Whose content is it?

Letter from Miles Newlyn in Eye 10

In ‘Whatever became of the content?’ Rick Poynor seems to promote a particular design solution as an international style. There seems no place for different methods to co-exist, but rather that this ‘new design’ should supersede the last one.

The concept of appropriateness is ignored (besides saying that this approach ‘can work just as well in mainstream publications’), and Poynor does not mention how or if the approach has any relevance to added value or product identification, which are still the main reasons for graphic design. The irony is that he runs the risk of promoting a style to be applied without thought for content.

The essay raises the questions, who is speaking and where does the content come from? Time and time again we are lectured on the primacy and authority of the text or client, but just where does the ‘content’ come from?

Obviously in book and publication design the author is the primary giver of meaning, but in many other fields, clients, be they manufacturers, service suppliers, retailers or whatever, are not the author of the content. They are in business to supply a market with what the market wants (and this is relevant to publications too) and as such are one link in a social and economic system. The designer’s client is often interpreting the results of market research (viewer-content) into products and services available at a price.

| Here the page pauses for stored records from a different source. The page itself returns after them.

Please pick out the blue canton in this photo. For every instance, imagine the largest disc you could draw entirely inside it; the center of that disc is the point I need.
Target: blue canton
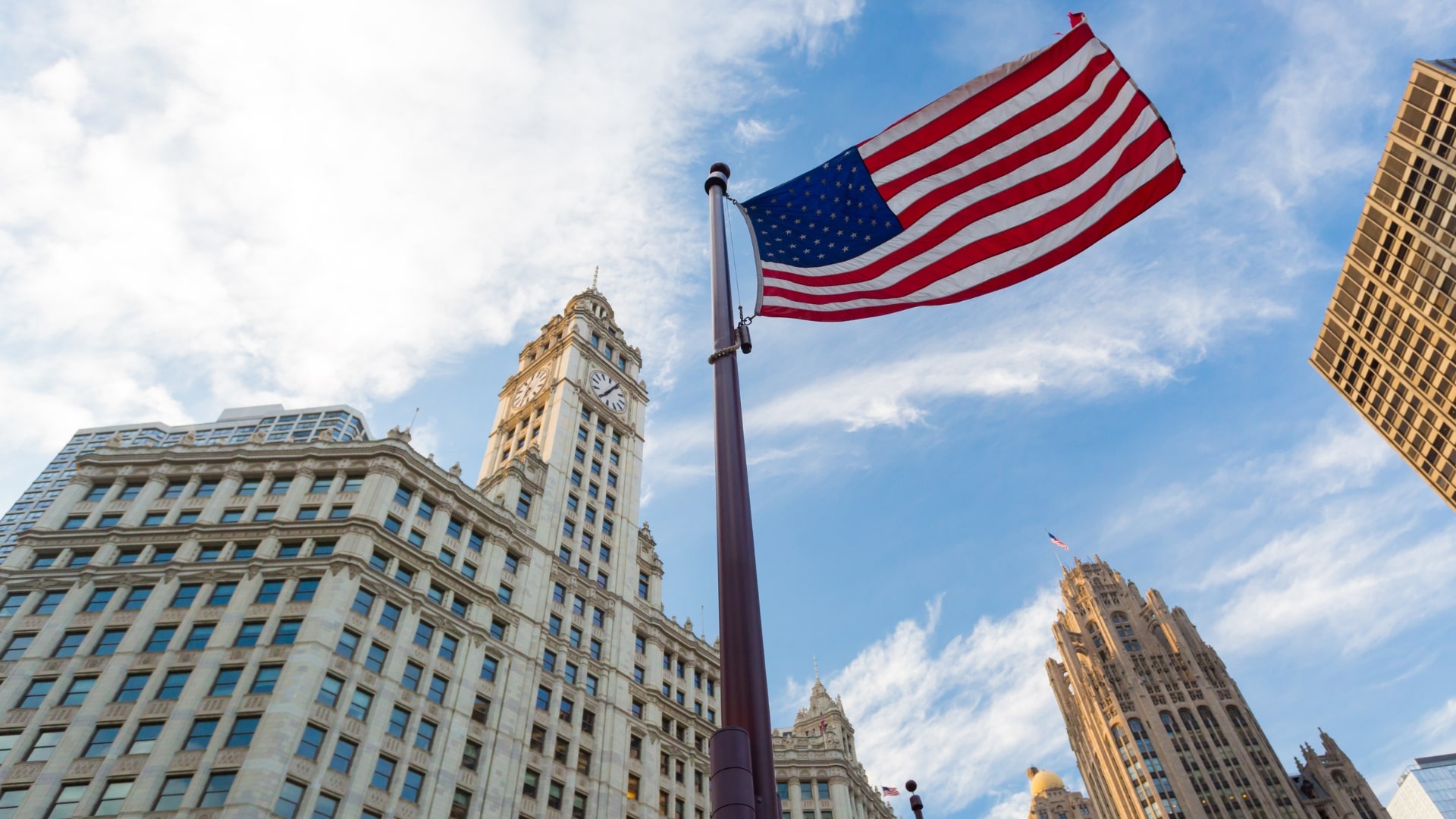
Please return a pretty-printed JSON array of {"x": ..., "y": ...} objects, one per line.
[{"x": 824, "y": 216}]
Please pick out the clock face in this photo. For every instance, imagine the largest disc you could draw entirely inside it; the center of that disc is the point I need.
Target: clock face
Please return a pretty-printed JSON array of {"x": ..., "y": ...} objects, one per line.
[
  {"x": 609, "y": 391},
  {"x": 529, "y": 390}
]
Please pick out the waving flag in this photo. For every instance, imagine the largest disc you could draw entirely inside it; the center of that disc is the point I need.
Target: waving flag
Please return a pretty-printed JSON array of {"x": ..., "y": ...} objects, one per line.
[{"x": 1003, "y": 178}]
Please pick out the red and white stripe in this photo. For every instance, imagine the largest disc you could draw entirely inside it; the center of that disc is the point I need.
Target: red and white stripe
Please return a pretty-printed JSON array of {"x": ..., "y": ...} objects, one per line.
[{"x": 1003, "y": 178}]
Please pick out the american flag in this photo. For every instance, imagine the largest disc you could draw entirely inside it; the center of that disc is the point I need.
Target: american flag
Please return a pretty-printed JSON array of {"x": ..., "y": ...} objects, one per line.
[{"x": 1003, "y": 178}]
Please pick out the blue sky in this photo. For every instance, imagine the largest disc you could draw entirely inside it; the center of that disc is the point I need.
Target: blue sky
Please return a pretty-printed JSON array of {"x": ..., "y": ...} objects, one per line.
[{"x": 202, "y": 209}]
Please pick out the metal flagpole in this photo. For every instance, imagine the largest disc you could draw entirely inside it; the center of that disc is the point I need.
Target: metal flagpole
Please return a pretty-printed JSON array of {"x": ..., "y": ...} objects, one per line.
[{"x": 742, "y": 752}]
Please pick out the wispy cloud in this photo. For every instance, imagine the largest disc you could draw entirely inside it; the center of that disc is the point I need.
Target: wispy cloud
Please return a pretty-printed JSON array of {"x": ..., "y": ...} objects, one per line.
[
  {"x": 204, "y": 206},
  {"x": 755, "y": 131},
  {"x": 957, "y": 714}
]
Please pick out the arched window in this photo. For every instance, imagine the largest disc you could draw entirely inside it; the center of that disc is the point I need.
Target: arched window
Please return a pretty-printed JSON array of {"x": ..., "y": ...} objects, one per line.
[{"x": 1169, "y": 723}]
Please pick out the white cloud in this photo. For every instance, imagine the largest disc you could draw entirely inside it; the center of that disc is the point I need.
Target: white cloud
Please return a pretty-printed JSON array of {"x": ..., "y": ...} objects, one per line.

I am suspicious of the continuing implication that Modernism was something created by a cultural elite, in isolation from market trends, and that it was ethically motivated. Switzerland at that time was a very democratic country, and so a graphic style that represented the concomitant ideals of stability, continuity and equality would be marketable. It was obvious that ‘functionality’ would be accepted by consumers, since through the democratic process they had imposed legal constraints that reduced advertising to essentially a medium of information. Swiss Style was a response to the needs and preferences of the market, which is not to say that it lacked beauty or creativity.

Steven Heller condescendingly notes that Jeffery Keedy and Allen Hori ‘had a modicum of design experience before attending Cranbrook, [and] availed themselves of the luxury of experimenting free of marketplace demands.’ I don’t believe the interference that these places of experiment, and this applies to the European Modernists too, are entirely isolated from society, cultural vacuums free from marketplace contamination. In fact, I believe quite the reverse: I see these graduate design programmes being used to immerse oneself in personal human experience, and that is the battleground of the market economy. The experience of living in the modern environment is shared, and often the ideas produced are a result of form being given to the many emotions and concepts floating around in the public consciousness.

I don’t intend to portray post-Cranbrook work as ‘new design’, as Poynor does, but to point out that like Modernism it has proved to be marketable, people want it, it works. The state of the current economic system and market is far removed from that which called for an unobtrusive medium for the clear communication of ‘content’ in postwar Switzerland. I do not deny that there are people for whom this would be a welcome clearing of the air in this age of ‘in your face’ puerile marketing propaganda, but I think it is irresponsible to portray graphic solutions as right or wrong without first discussing the nature of the content and the viewer for whom it is intended.

If Poynor meant to say that this kind of design solution might maximise audience acceptance by identifying an increasing need for clarity, thereby moving more product, then the usefulness of that depends upon its applicability to the kind of ‘content’ we are asked to communicate.